"I know."
So went their talk, over and over, an endless garland of happy conjectures, plans, air castles. Cousin Lorena sent little patterns and thin scraps of material, tiny laces, blue ribbons.
"I told her blue—blue's for boys," said Annie. And Wes laughed at her. It was all a blessed interlude of peace and expectancy.
The wheat was ready for harvest. From her place under the clematis vine, where she sat with her sewing, Annie could see the fields of pale gold, ready for the reaper. Wes had taken the coffeepot and gone down to the valley to see when the threshers would be able to come. In the morning he would begin to cut. Annie cocked a questioning eye at the sky, for she had already learned to watch the farmer's greatest ally and enemy—weather.
"If this good spell of weather only holds until he gets it all cut!" She remembered stories he had told her of sudden storms that flattened the ripe grain to the ground, beyond saving; of long-continued rains that mildewed it as it stood in the shocks.

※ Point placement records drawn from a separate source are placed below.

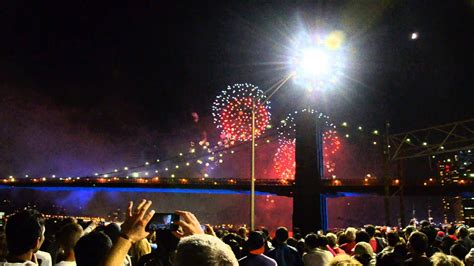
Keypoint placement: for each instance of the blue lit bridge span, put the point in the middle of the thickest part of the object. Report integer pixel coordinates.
(330, 187)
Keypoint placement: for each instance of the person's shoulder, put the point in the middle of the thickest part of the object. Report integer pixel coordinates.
(43, 255)
(26, 263)
(66, 263)
(293, 249)
(269, 260)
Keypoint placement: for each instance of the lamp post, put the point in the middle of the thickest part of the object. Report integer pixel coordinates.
(314, 66)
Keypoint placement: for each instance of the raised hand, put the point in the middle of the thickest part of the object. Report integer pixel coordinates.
(189, 224)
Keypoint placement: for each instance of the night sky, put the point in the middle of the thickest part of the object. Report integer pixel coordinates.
(114, 77)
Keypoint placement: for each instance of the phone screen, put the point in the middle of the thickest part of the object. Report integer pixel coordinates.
(162, 221)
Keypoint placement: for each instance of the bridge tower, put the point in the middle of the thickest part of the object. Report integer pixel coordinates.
(309, 203)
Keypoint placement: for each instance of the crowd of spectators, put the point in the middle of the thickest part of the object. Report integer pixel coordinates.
(29, 239)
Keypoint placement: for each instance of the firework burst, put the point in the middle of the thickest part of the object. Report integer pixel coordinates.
(232, 112)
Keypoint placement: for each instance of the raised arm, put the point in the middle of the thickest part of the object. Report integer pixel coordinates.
(132, 230)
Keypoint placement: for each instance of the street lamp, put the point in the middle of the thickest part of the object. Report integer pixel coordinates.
(317, 63)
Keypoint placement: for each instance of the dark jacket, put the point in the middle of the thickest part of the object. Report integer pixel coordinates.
(285, 255)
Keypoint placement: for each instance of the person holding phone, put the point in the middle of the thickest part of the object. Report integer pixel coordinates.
(195, 246)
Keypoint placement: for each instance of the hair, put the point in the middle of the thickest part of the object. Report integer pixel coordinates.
(311, 240)
(430, 232)
(418, 242)
(242, 232)
(370, 229)
(112, 230)
(281, 234)
(91, 249)
(69, 235)
(441, 259)
(204, 250)
(363, 248)
(392, 238)
(463, 232)
(451, 230)
(458, 250)
(362, 236)
(344, 260)
(408, 230)
(23, 229)
(350, 234)
(139, 249)
(332, 239)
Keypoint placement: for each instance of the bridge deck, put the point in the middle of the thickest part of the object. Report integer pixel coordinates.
(273, 186)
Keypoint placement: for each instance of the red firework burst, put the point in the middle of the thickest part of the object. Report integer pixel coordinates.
(284, 160)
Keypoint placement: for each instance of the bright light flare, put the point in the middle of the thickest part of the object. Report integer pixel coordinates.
(318, 62)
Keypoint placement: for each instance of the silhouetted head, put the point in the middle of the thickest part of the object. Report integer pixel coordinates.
(370, 229)
(91, 249)
(204, 250)
(418, 242)
(281, 234)
(69, 235)
(24, 232)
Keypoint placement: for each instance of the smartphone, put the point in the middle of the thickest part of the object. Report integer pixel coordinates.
(162, 221)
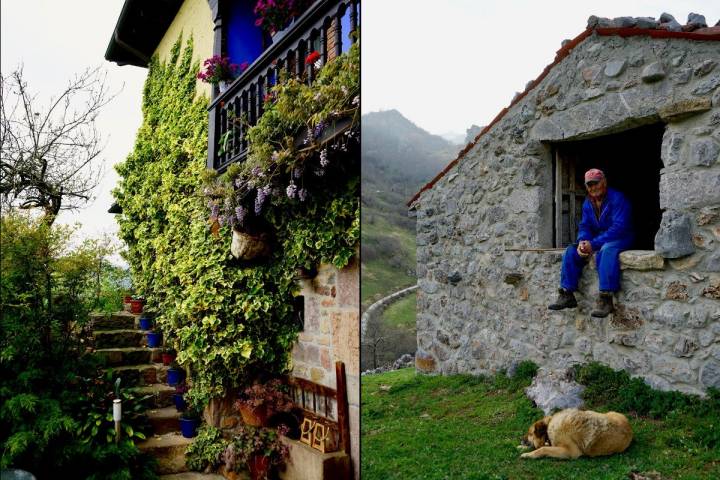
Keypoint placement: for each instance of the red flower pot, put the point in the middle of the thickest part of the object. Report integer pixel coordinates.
(259, 467)
(256, 417)
(136, 306)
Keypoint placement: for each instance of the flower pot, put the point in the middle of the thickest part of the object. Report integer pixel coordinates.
(154, 339)
(188, 426)
(168, 358)
(254, 416)
(247, 247)
(145, 323)
(136, 306)
(259, 466)
(175, 376)
(179, 401)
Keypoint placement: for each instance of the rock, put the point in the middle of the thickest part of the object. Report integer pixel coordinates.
(704, 68)
(696, 20)
(615, 67)
(666, 17)
(674, 238)
(641, 260)
(684, 108)
(551, 390)
(707, 86)
(624, 22)
(710, 374)
(454, 278)
(653, 72)
(671, 145)
(647, 22)
(704, 152)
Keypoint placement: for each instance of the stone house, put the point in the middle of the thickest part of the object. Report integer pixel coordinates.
(640, 99)
(328, 305)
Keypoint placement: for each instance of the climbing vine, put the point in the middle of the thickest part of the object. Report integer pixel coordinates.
(227, 319)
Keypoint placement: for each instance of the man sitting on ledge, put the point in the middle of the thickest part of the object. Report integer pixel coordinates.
(605, 230)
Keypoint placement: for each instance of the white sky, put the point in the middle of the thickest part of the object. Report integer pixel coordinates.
(446, 65)
(56, 39)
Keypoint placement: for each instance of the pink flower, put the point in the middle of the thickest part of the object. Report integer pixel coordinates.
(312, 57)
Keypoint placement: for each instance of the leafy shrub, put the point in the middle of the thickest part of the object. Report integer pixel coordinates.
(206, 449)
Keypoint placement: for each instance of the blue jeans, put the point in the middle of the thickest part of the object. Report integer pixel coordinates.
(607, 261)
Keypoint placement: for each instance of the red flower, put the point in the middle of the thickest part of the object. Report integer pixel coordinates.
(312, 58)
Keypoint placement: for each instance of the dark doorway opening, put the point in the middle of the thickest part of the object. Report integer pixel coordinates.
(631, 162)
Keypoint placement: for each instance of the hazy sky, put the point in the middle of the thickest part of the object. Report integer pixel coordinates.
(56, 39)
(446, 65)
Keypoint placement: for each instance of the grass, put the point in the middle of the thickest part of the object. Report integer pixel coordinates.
(465, 427)
(401, 314)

But if the good weather held! And there was not a cloud in the sky, nor any of those faint signs by which changing winds or clouds are forecast.
She heard the rattle and clack of the returning coffeepot, boiling up the hill at an unwonted speed. And she waved her hand to Wes as he came past; but he was bent over the wheel and did not even look round for her, only banged the little car round to the back furiously. Something in his attitude warned her, and she felt the old almost-forgotten devil of her fear leap to clutch her heart.
Presently he came round the house, and she hardly dared to look at him; she could not ask. But there was no need. He flung his hat on the ground before her with a gesture of frantic violence. When he spoke the words came in a ferment of fury:
"That skunk of a Harrison says he won't bring the thresher up here this year; claims the road's too rough and bridges are too weak for the engine."
"Oh, Wes—what'll you do?"
"Do! I'm not going to do anything! I'm not going to haul my wheat down to him—I'll see him in hell and back again before I will."